Within Russia, the British had already established the forces needed for such a revolution. With the assassination of Witte's colleague and friend, Minister of Interior, D.S. Sipyagin, in 1902, V.I Plehve, a conservative opponent of the Witte policy, was brought in to head the all-important Interior Ministry. Plehve transferred Sergei V. Zubatov—the former Narodnaya Volya (People's Will) terrorist who had headed the Moscow Okhrana since 1896 and was the Okhrana's master of "in-the-street" provocations—to St. Petersburg, where he would be in charge of the entire Okhrana network.

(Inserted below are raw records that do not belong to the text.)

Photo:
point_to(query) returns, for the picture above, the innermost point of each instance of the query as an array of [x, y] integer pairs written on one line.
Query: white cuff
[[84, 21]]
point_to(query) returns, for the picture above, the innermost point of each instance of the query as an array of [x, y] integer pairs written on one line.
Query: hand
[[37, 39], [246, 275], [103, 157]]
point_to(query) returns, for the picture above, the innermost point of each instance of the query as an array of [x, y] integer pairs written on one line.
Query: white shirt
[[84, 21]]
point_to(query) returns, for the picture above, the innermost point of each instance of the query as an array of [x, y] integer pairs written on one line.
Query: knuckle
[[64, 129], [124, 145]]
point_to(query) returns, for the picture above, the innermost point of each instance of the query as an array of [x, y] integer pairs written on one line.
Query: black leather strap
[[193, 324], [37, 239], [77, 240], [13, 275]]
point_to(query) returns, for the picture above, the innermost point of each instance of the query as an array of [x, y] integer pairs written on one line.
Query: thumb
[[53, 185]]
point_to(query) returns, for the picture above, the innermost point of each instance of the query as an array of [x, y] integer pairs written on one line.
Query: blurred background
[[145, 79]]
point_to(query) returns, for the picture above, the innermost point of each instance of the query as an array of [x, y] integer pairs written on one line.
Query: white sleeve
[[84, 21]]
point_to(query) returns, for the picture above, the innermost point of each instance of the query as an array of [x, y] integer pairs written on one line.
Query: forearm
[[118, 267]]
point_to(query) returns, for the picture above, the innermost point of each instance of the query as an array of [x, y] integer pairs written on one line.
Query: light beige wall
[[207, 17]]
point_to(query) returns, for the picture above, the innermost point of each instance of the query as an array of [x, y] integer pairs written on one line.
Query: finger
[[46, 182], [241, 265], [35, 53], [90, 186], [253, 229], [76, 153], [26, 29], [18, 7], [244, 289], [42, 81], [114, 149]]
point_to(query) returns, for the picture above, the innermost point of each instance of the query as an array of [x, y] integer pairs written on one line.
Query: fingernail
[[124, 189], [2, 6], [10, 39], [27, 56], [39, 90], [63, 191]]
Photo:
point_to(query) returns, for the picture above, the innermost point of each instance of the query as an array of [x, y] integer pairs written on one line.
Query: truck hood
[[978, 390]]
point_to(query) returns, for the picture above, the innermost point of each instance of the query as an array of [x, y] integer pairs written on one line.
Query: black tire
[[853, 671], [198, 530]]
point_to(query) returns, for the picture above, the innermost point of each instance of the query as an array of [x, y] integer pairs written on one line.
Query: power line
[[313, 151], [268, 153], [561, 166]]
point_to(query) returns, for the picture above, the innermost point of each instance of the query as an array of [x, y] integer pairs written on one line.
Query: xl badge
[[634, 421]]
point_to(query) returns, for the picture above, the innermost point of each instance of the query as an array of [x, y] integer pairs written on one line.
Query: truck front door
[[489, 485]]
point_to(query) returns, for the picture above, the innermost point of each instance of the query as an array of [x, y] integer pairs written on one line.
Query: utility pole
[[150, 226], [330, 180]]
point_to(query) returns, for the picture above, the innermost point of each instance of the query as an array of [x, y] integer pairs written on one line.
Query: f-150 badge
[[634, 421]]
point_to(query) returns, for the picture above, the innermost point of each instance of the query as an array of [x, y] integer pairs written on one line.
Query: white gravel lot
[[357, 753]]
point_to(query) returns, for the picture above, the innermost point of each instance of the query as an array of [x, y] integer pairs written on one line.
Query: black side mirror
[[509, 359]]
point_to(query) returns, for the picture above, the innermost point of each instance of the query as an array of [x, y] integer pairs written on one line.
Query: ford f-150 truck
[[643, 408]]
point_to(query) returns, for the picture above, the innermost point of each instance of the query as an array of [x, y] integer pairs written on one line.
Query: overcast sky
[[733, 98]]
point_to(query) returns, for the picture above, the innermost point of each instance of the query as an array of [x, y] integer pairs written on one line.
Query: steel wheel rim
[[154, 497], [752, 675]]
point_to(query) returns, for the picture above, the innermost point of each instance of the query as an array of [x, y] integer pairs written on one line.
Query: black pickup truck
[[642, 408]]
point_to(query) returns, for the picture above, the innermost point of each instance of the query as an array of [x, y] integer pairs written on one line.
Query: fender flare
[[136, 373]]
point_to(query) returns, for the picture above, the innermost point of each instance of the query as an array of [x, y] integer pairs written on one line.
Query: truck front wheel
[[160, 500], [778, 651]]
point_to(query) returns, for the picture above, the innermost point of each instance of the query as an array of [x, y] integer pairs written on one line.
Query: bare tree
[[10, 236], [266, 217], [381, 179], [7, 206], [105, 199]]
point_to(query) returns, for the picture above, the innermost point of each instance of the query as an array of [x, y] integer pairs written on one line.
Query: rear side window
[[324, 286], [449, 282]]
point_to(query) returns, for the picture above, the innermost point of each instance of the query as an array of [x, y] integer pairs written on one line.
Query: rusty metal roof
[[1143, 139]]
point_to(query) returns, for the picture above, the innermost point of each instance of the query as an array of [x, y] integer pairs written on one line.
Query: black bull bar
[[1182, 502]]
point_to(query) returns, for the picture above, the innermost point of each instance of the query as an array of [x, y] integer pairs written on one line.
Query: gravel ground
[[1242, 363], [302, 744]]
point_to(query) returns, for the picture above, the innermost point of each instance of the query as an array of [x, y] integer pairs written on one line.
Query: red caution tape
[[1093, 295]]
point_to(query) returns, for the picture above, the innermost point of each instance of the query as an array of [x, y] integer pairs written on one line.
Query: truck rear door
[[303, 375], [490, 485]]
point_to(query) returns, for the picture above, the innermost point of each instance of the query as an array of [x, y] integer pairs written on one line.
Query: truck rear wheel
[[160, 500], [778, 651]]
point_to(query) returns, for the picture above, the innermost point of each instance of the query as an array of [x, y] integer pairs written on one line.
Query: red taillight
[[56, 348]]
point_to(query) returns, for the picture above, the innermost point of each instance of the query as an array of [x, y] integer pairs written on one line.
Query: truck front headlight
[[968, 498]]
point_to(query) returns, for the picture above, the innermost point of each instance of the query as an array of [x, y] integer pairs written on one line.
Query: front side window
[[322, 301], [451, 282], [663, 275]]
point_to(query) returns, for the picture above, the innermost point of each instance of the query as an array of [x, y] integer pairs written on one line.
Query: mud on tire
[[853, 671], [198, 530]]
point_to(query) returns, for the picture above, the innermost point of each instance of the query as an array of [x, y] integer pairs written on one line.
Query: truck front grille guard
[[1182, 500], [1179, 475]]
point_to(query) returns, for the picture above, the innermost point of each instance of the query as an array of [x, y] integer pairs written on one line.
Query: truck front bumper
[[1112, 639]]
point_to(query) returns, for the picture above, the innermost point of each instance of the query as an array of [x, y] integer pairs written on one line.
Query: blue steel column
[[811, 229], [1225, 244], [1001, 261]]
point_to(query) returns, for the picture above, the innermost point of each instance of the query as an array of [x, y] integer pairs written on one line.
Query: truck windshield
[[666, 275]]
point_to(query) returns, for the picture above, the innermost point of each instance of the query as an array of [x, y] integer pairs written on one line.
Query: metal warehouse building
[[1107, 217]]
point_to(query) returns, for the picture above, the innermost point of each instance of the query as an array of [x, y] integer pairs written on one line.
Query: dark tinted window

Zubatov's policy was to create a police-controlled workers' movement, ostensibly billed as a means of thwarting the development of any independent political movement among Russian workers. In effect, they were laying the groundwork for revolution. Witte, who had previously been in charge of the factory inspectorate, now taken over by Plehve, saw the threat this posed to his policy, and tried to prevent this insanity, ultimately without success. Plehve himself ended up being assassinated by one of Zubatov's agents, after he sacked Zubatov for launching the mass strike of 1903.

Witte's appeals to the young Tsar, Nicholas II, who had come to power in 1896, were to no avail, however. The British had already succeeded in undermining Witte's credibility with the new Tsar by playing on the latter's anti-Semitism. The publication of the concocted "Protocols of the Elders of Zion" in 1902 portrayed a conspiracy by "World Jewry" to take over the world by its control of international finance. Given that many of the loans that Witte had negotiated in order to finance his railroad project had been taken from Jewish banker friends in Paris and London, it was clear that he was the target of this operation. The result of the Zubatov policy was the Revolution of 1905, in which Witte again emerged, this time as Prime Minister, in a final attempt to prevent chaos and revolution from engulfing Russia. Although achieving something of a respite, the permanent war and revolution policy of the Anglo-Dutch oligarchy rolled on, until its fruition in the conflagration of World War I in 1914 and the subsequent 1917 Revolution.

In one of those ironies of history, that revolution was hijacked by a Russian intellectual with his own program, V.I. Lenin. Under new management and an entirely different garb, Russia would proceed in the general direction of the Witte industrial policy in the new Soviet state.